JurnalOne.com, BANGKO — Jurnalis Transatu.id Kholil, secara resmi melaporkan akun Tiktok yang diduga penyebarkan foto anaknya dimedia sosial, Senen (08/09/2026).
Laporan tersebut dilakukan Kholil, setelah muncul informasi pribadi miliknya dan foto anaknya disebarkan dalam sebuah siaran langsung di media sosial.

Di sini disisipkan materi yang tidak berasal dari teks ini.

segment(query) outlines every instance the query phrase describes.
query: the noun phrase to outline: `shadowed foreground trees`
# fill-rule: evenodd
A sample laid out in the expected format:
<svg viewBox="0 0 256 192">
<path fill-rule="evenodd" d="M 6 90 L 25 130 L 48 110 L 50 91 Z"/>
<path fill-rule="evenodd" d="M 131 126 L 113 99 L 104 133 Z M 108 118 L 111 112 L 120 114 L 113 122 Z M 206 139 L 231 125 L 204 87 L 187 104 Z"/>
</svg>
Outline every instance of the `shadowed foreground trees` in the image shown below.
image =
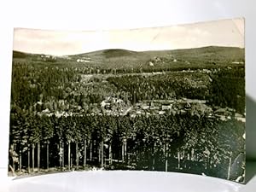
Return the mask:
<svg viewBox="0 0 256 192">
<path fill-rule="evenodd" d="M 15 138 L 10 140 L 10 145 L 15 145 L 19 157 L 22 156 L 20 161 L 26 159 L 22 167 L 29 171 L 32 158 L 33 172 L 37 154 L 38 171 L 48 170 L 50 161 L 51 166 L 62 170 L 95 166 L 106 169 L 204 172 L 230 177 L 234 172 L 230 171 L 230 162 L 244 152 L 243 123 L 235 119 L 222 121 L 189 114 L 135 118 L 19 115 L 19 119 L 11 119 L 10 133 Z M 40 148 L 45 146 L 46 153 L 43 154 Z M 22 167 L 20 164 L 15 169 L 21 171 Z"/>
</svg>

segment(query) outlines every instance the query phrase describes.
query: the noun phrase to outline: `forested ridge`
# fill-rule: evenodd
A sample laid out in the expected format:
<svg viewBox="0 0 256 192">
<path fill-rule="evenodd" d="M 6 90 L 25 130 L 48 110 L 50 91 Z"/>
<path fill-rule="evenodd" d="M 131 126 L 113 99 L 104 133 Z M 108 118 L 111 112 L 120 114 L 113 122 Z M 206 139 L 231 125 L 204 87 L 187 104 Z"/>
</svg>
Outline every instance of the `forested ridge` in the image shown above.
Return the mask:
<svg viewBox="0 0 256 192">
<path fill-rule="evenodd" d="M 14 172 L 96 166 L 204 172 L 232 180 L 243 175 L 245 124 L 236 118 L 245 113 L 243 65 L 110 69 L 49 61 L 38 65 L 20 55 L 12 71 Z M 170 104 L 166 110 L 154 103 L 183 98 L 206 104 L 179 109 Z M 147 109 L 136 107 L 148 101 Z M 211 110 L 192 113 L 201 106 Z M 219 108 L 226 108 L 224 120 L 215 115 Z"/>
</svg>

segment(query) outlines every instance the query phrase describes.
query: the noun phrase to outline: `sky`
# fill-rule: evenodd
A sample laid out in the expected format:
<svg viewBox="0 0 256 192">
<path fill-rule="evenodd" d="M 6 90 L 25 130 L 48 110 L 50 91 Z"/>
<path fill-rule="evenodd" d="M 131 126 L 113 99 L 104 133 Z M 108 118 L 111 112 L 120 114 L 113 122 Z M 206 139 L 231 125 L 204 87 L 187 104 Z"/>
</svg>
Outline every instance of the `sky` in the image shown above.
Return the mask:
<svg viewBox="0 0 256 192">
<path fill-rule="evenodd" d="M 67 55 L 105 49 L 136 51 L 233 46 L 244 48 L 244 20 L 108 31 L 48 31 L 15 28 L 15 50 Z"/>
</svg>

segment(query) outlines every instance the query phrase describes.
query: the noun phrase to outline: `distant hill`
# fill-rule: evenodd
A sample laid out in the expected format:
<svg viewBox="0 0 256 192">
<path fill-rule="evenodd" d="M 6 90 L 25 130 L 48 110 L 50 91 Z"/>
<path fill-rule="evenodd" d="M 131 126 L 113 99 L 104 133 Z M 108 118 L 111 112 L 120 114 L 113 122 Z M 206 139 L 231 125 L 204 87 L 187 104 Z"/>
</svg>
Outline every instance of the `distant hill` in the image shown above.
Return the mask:
<svg viewBox="0 0 256 192">
<path fill-rule="evenodd" d="M 38 62 L 44 58 L 42 55 L 45 56 L 14 51 L 13 57 Z M 218 65 L 230 65 L 236 61 L 242 63 L 245 59 L 245 49 L 218 46 L 150 51 L 112 49 L 55 58 L 55 65 L 79 65 L 101 68 L 172 68 L 183 66 L 187 67 L 188 64 L 190 64 L 189 67 L 197 67 L 216 63 Z"/>
</svg>

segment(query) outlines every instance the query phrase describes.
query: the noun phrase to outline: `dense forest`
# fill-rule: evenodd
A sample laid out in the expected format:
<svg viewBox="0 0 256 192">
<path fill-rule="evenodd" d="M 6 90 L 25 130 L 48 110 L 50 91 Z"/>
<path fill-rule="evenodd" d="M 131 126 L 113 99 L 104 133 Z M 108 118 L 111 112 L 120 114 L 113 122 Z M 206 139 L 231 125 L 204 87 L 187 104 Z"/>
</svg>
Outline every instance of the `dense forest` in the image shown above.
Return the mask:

Kholil diketahui merupakan salah seorang jurnalis aktif memberitakan persoalan dugaan PETI di Kabupaten Merangin. Pemberitaan terkait aktivitas tambang ilegal menjadi salah satu isu yang mendapat perhatian dalam liputannya.
Menurut Kholil, persoalan tersebut kemudian berkembang ke ranah pribadi setelah nomor WhatsApp miliknya serta foto anaknya disebut ditampilkan atau disebarkan melalui live TikTok.
Atas kejadian itu, Kholil memilih membawa persoalan tersebut ke jalur hukum dengan membuat laporan kepada kepolisian.
Langkah tersebut dilakukan untuk meminta aparat menyelidiki siapa pihak yang berada di balik siaran tersebut, materi apa saja yang disebarkan, serta apakah terdapat unsur pelanggaran hukum dalam tindakan tersebut.
Persoalan ini menjadi perhatian karena laporan Kholil muncul di tengah aktivitas pemberitaan mengenai dugaan PETI di Merangin.
Sebagai jurnalis, Kholil sebelumnya melakukan peliputan dan pemberitaan terkait dugaan aktivitas pertambangan ilegal yang menjadi persoalan serius di wilayah tersebut.
Pemberitaan mengenai PETI kerap bersinggungan dengan berbagai kepentingan, terutama ketika menyangkut aktivitas alat berat, lokasi tambang dan penindakan aparat penegak hukum.
Namun, perbedaan pandangan terhadap sebuah pemberitaan semestinya diselesaikan melalui mekanisme yang tersedia, termasuk hak jawab, klarifikasi, atau jalur hukum apabila terdapat pihak yang merasa dirugikan.
Penyebaran nomor kontak pribadi maupun foto anggota keluarga—jika nantinya terbukti sebagaimana yang dilaporkan merupakan persoalan berbeda yang patut diperiksa secara serius.
Kholil berharap laporan tersebut dapat ditindaklanjuti secara profesional oleh kepolisian.
Aparat diharapkan memeriksa rekaman live TikTok, akun yang digunakan untuk melakukan siaran, serta pihak-pihak yang diduga terlibat dalam penyebaran nomor WhatsApp dan foto anak tersebut.
Polisi juga perlu memastikan apakah materi yang disebut disebarkan memang berasal dari siaran tersebut dan apakah tindakan itu memenuhi unsur pelanggaran hukum.
Sementara itu, Kholil tetap pada sikapnya bahwa pemberitaan mengenai dugaan PETI merupakan bagian dari tugas jurnalistik untuk menyampaikan informasi yang berkaitan dengan kepentingan publik.
Laporan polisi tersebut kini menjadi pintu untuk menguji secara hukum apakah benar terjadi penyebaran nomor WhatsApp dan foto anak Kholil sebagaimana yang diklaim, sekaligus memastikan siapa yang harus bertanggung jawab apabila dugaan tersebut terbukti.(Redaksi).